Actuarial science is both an application and combination mathematics and stats that assesses financial risks usually in insurance companies and fields.

Some key things that actuaries answer and deal with are:

  • What is the probability a policy holder files a claim?
  • What is the expected cost of that claim?
  • How much premium should be charged to remain stable?

Actuaries use statistical models to turn uncertainty and unknown variables into known and quantifiable risk.

Expected Value

The foundation of actuarial science is arguably Expected Value:

\[E[X] = \sum_{i} x_i \cdot P(X = x_i)\]

And for a continuous loss distribution (if needed or necessary):

\[E[X] = \int_{0}^{\infty} x \cdot f(x) \, dx\]

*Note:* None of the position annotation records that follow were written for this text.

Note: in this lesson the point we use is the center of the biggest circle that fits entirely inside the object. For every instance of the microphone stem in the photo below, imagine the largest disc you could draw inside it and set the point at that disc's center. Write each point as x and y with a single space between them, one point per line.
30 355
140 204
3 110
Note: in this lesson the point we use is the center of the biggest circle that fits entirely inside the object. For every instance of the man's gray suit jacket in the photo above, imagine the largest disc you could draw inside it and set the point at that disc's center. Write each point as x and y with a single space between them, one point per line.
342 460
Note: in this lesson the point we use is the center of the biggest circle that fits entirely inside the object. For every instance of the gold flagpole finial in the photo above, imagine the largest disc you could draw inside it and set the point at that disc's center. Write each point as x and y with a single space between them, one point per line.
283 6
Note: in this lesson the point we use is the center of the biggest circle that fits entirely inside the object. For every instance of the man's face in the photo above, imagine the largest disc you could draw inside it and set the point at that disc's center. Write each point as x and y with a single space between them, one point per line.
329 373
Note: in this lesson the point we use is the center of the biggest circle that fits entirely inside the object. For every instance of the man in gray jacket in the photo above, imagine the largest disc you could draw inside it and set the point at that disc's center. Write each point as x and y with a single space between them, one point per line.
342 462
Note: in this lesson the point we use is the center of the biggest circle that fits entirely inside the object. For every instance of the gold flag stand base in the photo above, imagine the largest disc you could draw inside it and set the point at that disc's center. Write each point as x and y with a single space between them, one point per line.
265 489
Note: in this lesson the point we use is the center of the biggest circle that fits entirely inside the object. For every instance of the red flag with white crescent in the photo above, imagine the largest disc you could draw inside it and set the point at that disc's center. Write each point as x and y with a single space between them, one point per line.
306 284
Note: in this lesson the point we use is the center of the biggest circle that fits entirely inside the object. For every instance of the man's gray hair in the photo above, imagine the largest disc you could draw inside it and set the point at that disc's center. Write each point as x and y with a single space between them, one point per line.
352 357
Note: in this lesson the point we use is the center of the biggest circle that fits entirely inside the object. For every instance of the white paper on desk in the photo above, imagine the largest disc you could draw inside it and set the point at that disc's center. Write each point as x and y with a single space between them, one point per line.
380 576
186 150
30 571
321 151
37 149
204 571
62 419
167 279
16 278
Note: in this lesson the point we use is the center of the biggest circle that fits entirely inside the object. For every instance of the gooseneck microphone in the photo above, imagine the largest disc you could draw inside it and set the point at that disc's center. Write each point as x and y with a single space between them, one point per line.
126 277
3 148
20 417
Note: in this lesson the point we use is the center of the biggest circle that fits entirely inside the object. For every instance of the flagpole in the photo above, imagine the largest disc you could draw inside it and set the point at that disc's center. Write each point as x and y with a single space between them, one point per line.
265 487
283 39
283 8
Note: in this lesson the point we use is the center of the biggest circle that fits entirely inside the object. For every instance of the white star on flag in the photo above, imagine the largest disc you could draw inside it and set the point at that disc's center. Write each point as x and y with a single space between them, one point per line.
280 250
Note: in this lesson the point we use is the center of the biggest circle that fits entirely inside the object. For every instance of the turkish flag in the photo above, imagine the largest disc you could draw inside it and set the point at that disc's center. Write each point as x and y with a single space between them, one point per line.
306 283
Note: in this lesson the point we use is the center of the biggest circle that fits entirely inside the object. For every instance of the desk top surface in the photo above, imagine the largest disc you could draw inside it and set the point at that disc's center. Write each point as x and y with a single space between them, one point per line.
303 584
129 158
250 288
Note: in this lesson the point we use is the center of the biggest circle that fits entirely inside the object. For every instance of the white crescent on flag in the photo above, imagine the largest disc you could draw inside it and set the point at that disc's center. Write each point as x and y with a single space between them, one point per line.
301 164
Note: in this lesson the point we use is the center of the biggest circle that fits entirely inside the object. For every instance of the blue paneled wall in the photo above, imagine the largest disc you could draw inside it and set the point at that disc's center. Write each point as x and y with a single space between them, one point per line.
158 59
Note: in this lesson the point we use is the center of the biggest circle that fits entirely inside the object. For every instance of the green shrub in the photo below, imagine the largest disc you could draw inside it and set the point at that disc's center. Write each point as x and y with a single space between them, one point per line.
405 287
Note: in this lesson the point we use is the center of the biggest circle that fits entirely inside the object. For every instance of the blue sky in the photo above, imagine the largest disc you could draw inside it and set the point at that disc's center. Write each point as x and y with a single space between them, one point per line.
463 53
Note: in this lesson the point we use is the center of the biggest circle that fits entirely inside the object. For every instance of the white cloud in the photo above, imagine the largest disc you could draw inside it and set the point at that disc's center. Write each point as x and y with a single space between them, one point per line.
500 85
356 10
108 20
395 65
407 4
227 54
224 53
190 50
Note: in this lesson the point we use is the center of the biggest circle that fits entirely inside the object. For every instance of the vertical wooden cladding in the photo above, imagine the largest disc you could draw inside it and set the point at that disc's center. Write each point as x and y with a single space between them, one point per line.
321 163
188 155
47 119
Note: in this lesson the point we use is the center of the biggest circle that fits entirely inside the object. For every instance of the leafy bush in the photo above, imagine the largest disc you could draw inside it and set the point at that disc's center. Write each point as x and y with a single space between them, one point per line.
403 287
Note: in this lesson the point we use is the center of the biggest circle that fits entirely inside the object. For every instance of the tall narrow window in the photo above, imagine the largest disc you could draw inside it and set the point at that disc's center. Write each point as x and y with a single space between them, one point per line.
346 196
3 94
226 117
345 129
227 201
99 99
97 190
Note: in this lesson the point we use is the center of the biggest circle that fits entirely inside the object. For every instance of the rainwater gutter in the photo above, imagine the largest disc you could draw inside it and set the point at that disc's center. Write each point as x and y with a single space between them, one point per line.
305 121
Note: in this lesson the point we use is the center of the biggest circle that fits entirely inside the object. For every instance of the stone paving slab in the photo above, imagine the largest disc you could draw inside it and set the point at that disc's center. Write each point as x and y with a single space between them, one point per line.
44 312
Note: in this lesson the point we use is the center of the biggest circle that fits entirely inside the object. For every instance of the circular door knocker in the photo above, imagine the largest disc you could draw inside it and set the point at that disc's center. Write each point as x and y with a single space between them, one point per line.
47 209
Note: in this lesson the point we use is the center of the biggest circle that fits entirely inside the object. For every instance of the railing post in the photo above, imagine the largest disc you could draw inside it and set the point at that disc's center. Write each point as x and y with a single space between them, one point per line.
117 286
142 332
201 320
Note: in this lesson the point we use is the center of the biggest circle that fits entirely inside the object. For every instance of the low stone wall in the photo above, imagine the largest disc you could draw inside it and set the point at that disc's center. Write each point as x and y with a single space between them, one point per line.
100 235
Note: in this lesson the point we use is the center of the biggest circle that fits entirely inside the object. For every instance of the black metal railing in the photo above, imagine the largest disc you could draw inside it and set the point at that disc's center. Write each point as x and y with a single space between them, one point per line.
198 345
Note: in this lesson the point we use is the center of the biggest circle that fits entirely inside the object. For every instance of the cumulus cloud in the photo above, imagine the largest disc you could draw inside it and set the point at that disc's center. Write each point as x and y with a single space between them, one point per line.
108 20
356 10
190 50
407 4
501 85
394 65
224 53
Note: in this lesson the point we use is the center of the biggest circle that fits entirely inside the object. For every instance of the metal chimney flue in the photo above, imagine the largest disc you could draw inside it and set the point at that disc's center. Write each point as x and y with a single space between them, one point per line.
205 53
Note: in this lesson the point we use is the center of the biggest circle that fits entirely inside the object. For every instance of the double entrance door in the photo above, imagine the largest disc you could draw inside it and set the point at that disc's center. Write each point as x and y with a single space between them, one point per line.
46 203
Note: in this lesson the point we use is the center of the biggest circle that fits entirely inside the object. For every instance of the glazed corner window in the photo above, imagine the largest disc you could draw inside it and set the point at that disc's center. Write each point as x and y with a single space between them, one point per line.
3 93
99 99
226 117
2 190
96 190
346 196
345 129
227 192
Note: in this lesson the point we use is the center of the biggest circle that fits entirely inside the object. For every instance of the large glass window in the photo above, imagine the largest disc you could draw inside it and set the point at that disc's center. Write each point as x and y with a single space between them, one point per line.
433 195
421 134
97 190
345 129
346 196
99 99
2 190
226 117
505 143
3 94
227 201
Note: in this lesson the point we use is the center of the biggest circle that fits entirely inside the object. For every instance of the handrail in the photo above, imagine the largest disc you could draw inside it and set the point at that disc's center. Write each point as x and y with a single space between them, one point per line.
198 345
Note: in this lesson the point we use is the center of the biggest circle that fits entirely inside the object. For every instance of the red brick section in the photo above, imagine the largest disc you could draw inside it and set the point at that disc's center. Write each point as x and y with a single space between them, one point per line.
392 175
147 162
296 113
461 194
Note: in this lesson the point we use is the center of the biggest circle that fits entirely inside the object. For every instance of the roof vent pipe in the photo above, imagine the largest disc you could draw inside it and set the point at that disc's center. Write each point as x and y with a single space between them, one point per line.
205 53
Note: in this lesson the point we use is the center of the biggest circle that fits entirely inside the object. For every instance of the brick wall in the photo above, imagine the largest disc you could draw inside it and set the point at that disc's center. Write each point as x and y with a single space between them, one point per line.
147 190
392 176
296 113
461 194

The pure premium (the fair price before expenses/profit) is:

\[\text{Pure Premium} = E[\text{Loss}] = E[\text{Frequency}] \times E[\text{Severity}]\] Both Expected Loss and Pure premium are essential for acturaries in order for them to develop and report to companies whether the risks they are taking are good or bad.

Loss

Actuaries model loss by using:

  • Exponential — simple claims
  • Gamma — right-skewed loss
  • Log — loss severity modeling
  • Pareto — heavy-tailed, and loss potential

For example, if losses \(X \sim \text{Exponential}(\lambda)\):

\[f(x) = \lambda e^{-\lambda x}, \quad x \geq 0\]

\[E[X] = \frac{1}{\lambda}, \quad \text{Var}(X) = \frac{1}{\lambda^2}\]

Comparing Loss Distribution

Collective Risk Model

The aggregate loss \(S\) is the total claims paid by an insurer:

\[S = X_1 + X_2 + \cdots + X_N\]

where \(N\) is the # of claims and \(X_i\) are the actual loss amounts.

From this we get that:

\[E[S] = E[N] \cdot E[X]\]

\[\text{Var}(S) = E[N] \cdot \text{Var}(X) + \text{Var}(N) \cdot (E[X])^2\]

This model separates the how often from the how much (frequency vs severity).

Simulating Aggregate Losses

Simulating the Risk Model

set.seed(42)
policy <- 10000
freq_lambda <- 0.1
smean <- 500
claims <- rpois(policy, lambda = freq_lambda)

#total loss/policy
alosses <- sapply(claims, function(n) {
  if (n == 0) return(0)
  sum(rexp(n, rate = 1 / smean))
})

mean(alosses)
var(alosses)

(Expected loss)/policy: \(E[S] = 0.1 \times 500 = \$50\)

Premium Pricing & The Safety Loading

Charging exactly \(E[S]\) is not actually safe, as the insurer would most likely expect to become bankrupt at least 50% of the time.

So, actuaries add a safety loading \(\theta\) in order to avoid this:

\[\text{Gross Premium} = (1 + \theta) \cdot E[S]\]

Using the Value at Risk (VaR) at confidence level \(\alpha\):

\[\text{VaR}_\alpha(S) = F_S^{-1}(\alpha)\]

For example, at \(\alpha = 0.95\), the premium covers losses 95% of the time.

With both premium pricing and safety loading actuaries are able to further inform companies about the risks they are taking including if they are worthwhile or not.